The shocking (and to many viewers, utterly disappointing) ending of The Sopranos series finale was perfect. The tableau itself was a perfect jewel: the nuclear family all together, happy it seems for the moment, but completely surrounded by unknown and unseen danger. David Chase pumped the scene full of more tension than any other moment in the series’s history — is the whole family about to get whacked? — but ultimately there is no concrete evidence for the audience to be sure that any violence is about to happen.
Most of the predictions made about the finale, even the ones in our office pool, are still possible, as they always have been. The violence that surrounds the Soprano nuclear family has always been the subject of the series, and the finale simply wrapped that up into a single vignette, a microcosm of the whole 8-year series.

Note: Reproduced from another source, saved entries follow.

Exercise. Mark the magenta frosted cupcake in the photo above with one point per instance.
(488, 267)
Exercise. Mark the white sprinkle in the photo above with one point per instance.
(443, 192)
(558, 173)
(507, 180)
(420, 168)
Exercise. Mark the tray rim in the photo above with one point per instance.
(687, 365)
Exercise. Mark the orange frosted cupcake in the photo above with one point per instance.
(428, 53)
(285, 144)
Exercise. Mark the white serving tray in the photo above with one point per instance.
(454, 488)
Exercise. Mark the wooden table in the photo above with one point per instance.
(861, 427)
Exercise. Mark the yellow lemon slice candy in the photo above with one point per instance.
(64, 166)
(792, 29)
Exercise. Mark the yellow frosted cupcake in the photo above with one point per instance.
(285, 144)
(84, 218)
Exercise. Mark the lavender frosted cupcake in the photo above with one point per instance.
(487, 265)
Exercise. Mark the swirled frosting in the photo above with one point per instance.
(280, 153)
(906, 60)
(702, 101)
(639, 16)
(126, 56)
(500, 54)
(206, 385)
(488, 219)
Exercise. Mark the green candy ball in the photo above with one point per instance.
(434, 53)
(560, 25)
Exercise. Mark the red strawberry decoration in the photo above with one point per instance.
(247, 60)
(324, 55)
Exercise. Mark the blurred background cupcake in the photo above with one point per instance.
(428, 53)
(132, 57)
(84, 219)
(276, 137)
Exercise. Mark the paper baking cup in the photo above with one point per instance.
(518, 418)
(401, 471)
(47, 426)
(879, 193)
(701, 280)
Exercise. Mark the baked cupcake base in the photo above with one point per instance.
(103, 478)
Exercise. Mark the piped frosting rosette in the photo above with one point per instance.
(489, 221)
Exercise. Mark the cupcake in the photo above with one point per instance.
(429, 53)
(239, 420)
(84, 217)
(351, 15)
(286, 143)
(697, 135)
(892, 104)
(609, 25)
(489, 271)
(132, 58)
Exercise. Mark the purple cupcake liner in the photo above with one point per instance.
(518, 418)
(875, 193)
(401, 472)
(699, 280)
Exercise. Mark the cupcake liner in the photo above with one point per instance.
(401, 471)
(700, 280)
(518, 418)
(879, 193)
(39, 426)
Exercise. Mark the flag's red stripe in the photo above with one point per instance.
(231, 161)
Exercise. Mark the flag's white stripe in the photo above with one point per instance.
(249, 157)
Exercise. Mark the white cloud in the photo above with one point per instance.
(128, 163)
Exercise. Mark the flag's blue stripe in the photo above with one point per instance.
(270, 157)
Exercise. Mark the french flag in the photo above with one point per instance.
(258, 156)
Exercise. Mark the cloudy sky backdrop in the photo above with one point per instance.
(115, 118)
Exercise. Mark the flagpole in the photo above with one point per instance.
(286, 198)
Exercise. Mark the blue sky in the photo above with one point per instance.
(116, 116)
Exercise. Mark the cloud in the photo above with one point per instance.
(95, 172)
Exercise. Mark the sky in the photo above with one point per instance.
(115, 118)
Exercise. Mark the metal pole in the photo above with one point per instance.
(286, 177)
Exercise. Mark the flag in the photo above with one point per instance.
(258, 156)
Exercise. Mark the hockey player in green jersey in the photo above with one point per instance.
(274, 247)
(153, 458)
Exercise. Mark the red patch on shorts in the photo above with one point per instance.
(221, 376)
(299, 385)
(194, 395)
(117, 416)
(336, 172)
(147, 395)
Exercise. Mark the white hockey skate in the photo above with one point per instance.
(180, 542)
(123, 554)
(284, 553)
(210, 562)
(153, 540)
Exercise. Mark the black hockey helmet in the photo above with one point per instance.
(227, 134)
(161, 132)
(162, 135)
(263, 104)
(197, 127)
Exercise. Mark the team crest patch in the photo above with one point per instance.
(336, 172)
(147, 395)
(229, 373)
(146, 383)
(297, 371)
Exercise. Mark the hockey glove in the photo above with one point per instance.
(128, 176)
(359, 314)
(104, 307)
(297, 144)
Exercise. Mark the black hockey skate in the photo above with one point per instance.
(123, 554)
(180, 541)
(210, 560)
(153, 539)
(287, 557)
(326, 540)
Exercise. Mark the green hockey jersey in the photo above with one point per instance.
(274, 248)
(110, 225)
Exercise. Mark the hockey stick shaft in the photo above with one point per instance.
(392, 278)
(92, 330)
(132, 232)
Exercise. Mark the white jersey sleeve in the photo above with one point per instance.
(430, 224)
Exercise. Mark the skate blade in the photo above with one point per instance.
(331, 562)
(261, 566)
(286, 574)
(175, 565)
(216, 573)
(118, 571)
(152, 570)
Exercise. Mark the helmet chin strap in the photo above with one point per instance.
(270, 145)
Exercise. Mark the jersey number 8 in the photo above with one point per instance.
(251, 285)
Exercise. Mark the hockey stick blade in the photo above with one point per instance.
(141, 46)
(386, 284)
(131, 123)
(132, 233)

Consider the Seinfeld series finale, where the core cast found themselves in jail for, apparently, eternity. This ultimate predicament was a microcosm, too, of the series itself and the relationship between Seinfeld‘s four core characters, the Seinfeld nuclear family, if you will. Seinfeld was often called a show about nothing, but it was always about the characters. Every episode we learned more about, and dove deeper into, the four main characters and explored a little bit about some unique and colorful secondary characters.
The Sopranos finale was similar. We’ve never asked The Sopranos for long-arc plots with carefully-planned setups, mysterious clues that come to fruition later. Generally, all that ever happens on The Sopranos is that we are drawn deeper and deeper into our understandings of the characters, particualarly Tony, and occasionally we find surprises inside of them. This is what The Sopranos is about, not plot. My wife, Peggy, noted that ultimately The Sopranos was not a “gangster movie” but a “soap opera”. And in a soap opera, ultimately, nothing ever happens. Dr. Melfi’s decision to end Tony’s therapy also reflects this realization, that despite all her efforts over eight years, Tony has not changed and will not change. The final moment of the show encapsulated this tense stasis perfectly.
The Behavior office pool got almost nothing correct, but we had one phenomenal write in winner: “Cliffhanger”. Some of us got Phil Leotardo’s hit. But that’s it. And nobody predicted that Christopher would come back from the dead as a cat.